LES FORMES POPULAIRES DU VOCABULAIRE INDO-EUROPÉEN
PAR M. A. MEILLET, MEMBRE DE L’ACADÉMIE.

Dans les Syracusaines (XV, v. 13-14-15) Théocrite emploie trois fois de suite une forme, ἀπφῦς « papa », visiblement pour mettre une touche familière dans son dialogue. Le mot est remarquable à plusieurs égards.

D’abord, en face des formes connues par ailleurs, ἄππα, ἄπφα, πάππα (formes d’Homère et d’Aristophane), il offre une formation aberrante ; le procédé est courant chez les parlers populaires : c’est ainsi que le français populaire remplace godillot par godasse.

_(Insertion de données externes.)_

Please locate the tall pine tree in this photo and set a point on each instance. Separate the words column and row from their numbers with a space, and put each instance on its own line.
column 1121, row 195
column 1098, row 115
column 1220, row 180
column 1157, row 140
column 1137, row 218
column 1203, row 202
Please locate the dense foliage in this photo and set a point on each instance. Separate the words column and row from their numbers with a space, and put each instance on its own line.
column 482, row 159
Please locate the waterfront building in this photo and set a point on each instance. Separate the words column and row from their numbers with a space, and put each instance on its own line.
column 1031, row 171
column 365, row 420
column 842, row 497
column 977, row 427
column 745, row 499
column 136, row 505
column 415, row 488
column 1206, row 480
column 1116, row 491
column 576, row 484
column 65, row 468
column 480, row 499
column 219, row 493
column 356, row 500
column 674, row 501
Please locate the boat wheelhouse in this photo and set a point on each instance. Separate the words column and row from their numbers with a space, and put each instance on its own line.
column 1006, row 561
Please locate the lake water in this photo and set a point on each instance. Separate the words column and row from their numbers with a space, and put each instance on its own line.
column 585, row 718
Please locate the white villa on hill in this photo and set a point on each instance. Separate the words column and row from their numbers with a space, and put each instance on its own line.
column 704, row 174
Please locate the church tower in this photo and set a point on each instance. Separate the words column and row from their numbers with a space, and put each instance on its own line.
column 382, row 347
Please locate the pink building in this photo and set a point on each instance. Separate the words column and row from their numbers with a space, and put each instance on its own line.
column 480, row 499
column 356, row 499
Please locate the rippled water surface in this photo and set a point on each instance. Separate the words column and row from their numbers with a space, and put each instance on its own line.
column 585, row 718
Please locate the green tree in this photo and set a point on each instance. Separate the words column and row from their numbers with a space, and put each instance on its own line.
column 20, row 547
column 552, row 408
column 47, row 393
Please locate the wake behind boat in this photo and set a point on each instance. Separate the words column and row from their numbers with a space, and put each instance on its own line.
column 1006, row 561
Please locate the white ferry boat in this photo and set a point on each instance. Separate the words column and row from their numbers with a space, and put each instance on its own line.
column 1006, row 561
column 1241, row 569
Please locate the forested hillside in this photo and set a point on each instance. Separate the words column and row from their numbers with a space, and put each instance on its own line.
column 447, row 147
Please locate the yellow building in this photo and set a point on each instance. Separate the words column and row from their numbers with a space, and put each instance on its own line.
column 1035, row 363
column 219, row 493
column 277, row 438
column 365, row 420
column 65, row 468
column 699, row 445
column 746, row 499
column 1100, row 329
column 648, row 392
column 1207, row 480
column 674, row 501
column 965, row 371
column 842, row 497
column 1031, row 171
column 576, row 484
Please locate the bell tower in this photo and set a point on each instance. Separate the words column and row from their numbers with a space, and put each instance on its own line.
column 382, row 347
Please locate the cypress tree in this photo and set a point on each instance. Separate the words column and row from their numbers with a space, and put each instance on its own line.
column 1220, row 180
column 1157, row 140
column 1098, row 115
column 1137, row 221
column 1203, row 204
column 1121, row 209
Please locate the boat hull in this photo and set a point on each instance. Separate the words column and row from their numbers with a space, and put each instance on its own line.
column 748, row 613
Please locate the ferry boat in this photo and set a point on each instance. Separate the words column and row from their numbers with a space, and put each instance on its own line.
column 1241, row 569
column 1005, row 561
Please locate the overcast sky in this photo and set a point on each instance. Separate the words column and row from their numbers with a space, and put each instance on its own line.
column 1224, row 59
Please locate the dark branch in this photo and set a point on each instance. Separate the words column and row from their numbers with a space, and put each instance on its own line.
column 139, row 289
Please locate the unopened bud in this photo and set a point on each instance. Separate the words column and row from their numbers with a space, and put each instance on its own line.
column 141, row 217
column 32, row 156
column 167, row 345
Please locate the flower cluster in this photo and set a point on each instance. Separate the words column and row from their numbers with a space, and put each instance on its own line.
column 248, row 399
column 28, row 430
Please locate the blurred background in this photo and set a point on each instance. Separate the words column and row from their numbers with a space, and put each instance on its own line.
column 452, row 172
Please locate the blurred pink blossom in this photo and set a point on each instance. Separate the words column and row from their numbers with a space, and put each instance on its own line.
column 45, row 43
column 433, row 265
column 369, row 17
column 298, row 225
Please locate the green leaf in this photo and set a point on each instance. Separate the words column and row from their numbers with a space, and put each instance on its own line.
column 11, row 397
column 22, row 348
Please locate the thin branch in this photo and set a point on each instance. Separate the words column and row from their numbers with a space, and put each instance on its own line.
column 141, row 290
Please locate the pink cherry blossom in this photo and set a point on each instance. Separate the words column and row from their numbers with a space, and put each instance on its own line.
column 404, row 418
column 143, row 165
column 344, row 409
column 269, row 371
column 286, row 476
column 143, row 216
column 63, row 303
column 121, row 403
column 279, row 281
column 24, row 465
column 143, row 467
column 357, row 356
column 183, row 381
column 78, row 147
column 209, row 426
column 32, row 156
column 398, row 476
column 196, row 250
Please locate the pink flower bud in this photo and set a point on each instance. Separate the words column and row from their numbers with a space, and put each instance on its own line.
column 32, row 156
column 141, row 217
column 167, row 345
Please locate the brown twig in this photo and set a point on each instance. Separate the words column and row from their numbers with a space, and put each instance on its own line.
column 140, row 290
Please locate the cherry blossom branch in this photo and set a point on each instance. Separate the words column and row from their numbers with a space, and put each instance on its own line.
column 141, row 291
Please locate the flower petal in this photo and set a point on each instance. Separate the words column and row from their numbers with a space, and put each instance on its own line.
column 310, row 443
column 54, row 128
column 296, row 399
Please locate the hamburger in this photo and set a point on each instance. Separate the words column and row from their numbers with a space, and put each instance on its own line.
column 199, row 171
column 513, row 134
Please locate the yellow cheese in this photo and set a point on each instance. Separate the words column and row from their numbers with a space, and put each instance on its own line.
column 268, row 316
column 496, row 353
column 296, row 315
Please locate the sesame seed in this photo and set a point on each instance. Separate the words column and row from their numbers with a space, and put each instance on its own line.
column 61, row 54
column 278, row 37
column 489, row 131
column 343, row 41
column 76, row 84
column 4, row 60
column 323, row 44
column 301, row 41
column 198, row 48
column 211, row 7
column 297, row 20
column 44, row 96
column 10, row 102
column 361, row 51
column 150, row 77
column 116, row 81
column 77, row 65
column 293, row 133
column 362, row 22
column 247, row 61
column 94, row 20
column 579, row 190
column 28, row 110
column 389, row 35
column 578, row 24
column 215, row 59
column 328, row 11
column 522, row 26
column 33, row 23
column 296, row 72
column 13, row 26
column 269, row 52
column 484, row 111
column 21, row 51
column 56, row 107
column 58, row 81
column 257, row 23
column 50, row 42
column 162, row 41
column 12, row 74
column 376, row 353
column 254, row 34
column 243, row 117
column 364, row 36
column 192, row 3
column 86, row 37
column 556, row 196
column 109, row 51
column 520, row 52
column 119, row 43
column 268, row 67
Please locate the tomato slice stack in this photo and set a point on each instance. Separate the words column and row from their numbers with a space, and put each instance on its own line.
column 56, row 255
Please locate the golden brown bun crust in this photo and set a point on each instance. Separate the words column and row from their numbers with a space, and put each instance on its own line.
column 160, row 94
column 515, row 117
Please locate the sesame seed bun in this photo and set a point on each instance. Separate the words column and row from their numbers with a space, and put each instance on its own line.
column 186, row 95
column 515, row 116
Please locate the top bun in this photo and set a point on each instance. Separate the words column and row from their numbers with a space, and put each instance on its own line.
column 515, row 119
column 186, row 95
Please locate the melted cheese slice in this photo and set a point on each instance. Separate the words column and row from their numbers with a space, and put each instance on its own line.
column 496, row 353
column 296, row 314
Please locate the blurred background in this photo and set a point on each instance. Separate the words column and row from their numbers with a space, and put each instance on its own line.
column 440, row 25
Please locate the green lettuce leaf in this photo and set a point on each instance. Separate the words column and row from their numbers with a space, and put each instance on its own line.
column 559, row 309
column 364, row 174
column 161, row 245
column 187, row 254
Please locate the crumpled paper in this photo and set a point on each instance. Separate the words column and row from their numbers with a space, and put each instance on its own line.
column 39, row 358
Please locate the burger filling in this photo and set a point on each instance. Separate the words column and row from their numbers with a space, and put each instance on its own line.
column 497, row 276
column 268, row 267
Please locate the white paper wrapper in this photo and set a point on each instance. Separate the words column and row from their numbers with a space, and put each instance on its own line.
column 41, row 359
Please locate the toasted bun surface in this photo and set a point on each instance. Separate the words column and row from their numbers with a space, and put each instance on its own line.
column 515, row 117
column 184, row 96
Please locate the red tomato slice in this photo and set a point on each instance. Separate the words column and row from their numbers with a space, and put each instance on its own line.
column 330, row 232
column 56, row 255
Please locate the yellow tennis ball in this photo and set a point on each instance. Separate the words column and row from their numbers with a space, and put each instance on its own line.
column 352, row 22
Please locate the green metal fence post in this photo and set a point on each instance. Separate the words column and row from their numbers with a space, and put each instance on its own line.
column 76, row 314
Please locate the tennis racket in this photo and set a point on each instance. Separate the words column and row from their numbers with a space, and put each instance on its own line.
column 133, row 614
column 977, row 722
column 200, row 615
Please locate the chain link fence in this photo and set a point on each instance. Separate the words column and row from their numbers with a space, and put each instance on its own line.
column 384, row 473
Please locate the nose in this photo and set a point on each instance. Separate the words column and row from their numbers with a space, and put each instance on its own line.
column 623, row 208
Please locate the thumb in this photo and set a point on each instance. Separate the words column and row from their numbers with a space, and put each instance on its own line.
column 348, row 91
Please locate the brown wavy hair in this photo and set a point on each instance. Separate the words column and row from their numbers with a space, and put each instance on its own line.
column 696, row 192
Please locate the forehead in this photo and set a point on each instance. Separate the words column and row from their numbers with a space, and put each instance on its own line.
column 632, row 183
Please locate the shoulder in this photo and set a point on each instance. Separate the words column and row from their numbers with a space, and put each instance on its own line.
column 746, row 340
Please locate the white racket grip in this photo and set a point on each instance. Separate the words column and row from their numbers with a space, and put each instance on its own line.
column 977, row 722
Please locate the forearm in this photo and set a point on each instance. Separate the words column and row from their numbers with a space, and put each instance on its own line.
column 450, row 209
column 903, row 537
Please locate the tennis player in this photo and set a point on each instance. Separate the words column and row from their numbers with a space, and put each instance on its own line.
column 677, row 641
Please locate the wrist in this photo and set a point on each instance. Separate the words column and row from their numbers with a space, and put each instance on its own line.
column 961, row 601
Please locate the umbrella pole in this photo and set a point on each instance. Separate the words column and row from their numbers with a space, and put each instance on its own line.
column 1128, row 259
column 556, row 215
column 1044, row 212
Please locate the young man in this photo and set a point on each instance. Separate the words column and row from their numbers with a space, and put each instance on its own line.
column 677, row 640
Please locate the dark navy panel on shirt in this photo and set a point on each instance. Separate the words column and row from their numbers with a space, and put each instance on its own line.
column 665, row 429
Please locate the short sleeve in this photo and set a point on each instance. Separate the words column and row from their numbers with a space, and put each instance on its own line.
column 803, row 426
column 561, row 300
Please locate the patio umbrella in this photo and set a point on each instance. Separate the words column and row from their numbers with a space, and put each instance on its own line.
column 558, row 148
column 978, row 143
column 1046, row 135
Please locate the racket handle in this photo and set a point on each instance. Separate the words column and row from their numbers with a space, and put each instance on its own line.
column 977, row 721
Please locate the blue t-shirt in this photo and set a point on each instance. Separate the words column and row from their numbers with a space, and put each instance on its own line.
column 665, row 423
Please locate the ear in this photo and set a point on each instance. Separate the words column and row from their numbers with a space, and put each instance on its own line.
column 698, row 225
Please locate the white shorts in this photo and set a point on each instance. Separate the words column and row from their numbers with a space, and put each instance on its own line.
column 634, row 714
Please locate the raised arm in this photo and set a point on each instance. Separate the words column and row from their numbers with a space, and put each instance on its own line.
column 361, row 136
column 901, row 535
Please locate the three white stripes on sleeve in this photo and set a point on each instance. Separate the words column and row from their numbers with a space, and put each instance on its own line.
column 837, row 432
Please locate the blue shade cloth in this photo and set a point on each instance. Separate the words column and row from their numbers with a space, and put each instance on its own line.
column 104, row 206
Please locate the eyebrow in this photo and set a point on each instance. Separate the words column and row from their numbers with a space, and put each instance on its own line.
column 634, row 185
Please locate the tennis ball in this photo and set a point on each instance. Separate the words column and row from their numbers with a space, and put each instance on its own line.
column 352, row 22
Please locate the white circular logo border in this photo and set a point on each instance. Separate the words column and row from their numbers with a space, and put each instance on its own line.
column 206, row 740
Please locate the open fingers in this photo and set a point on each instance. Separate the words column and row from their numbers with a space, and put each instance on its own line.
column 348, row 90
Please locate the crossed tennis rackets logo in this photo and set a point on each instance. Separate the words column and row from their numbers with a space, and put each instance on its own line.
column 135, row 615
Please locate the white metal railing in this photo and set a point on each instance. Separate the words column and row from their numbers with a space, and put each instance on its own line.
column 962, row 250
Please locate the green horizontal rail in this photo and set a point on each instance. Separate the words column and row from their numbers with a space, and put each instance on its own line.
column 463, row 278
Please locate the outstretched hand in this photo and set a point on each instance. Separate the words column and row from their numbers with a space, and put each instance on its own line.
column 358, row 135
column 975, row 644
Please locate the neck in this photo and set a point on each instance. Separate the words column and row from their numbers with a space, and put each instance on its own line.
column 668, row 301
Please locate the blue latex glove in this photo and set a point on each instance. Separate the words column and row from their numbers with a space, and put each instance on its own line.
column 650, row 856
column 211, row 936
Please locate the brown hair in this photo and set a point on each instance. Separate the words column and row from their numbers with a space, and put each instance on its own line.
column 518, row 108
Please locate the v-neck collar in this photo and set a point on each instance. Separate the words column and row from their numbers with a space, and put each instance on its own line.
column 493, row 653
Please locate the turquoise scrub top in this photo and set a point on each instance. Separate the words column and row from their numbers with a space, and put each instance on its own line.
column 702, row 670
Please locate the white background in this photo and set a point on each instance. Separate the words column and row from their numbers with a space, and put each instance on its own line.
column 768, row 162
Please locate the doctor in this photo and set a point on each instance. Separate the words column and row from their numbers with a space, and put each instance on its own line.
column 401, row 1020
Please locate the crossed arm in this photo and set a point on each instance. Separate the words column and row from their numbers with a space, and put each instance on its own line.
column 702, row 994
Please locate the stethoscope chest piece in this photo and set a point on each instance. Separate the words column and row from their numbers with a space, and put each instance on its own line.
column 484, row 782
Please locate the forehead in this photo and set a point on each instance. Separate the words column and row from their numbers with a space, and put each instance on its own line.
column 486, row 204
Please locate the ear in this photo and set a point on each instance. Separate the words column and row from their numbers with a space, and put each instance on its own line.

L’-υ- doit avoir ici une valeur diminutive car -υ- figure dans les mots expressifs, diminutifs, comme στωμύλος « bavard » (chez Aristophane), μικκύλος (chez Moschus). ἀρκτῦλος, Νίκυλλος (avec -λλ-), ἐπύλλιον. Du reste, on connaît ἀπφίον, ἀπφίδιον, ἀπφάριον.

Quoi qu’il en soit, toutes les formes offrent en commun trois traits qui leur donnent un aspect à part entre les mots du vocabulaire indo-européen.

D’abord la gémination de consonnes c’est le trait bien connu qui caractérise beaucoup de mots expressifs et populaires du vocabulaire indo-européen. Dans le passage indiqué des Syracusaines, on lit au vers 12 τῶ μικκῶ « du petit » (en parlant du bébé).

En second lieu, la forme aspirée de la consonne -πφ- est la forme de -φ- géminé. J’ai montré dans les Symbolae grammaticae dédiées à M. Rozwadowski (Cracovie, 1917, I, p. 105-108), quel emploi des sourdes aspirées a été en indo-européen un procédé affectif du parler populaire. Il y a lieu d’ajouter beaucoup d’exemples à ceux qui sont indiqués dans ce bref mémoire. Le type ἄπφα, ἀπφῦς est de ceux qui s’expliquent ainsi.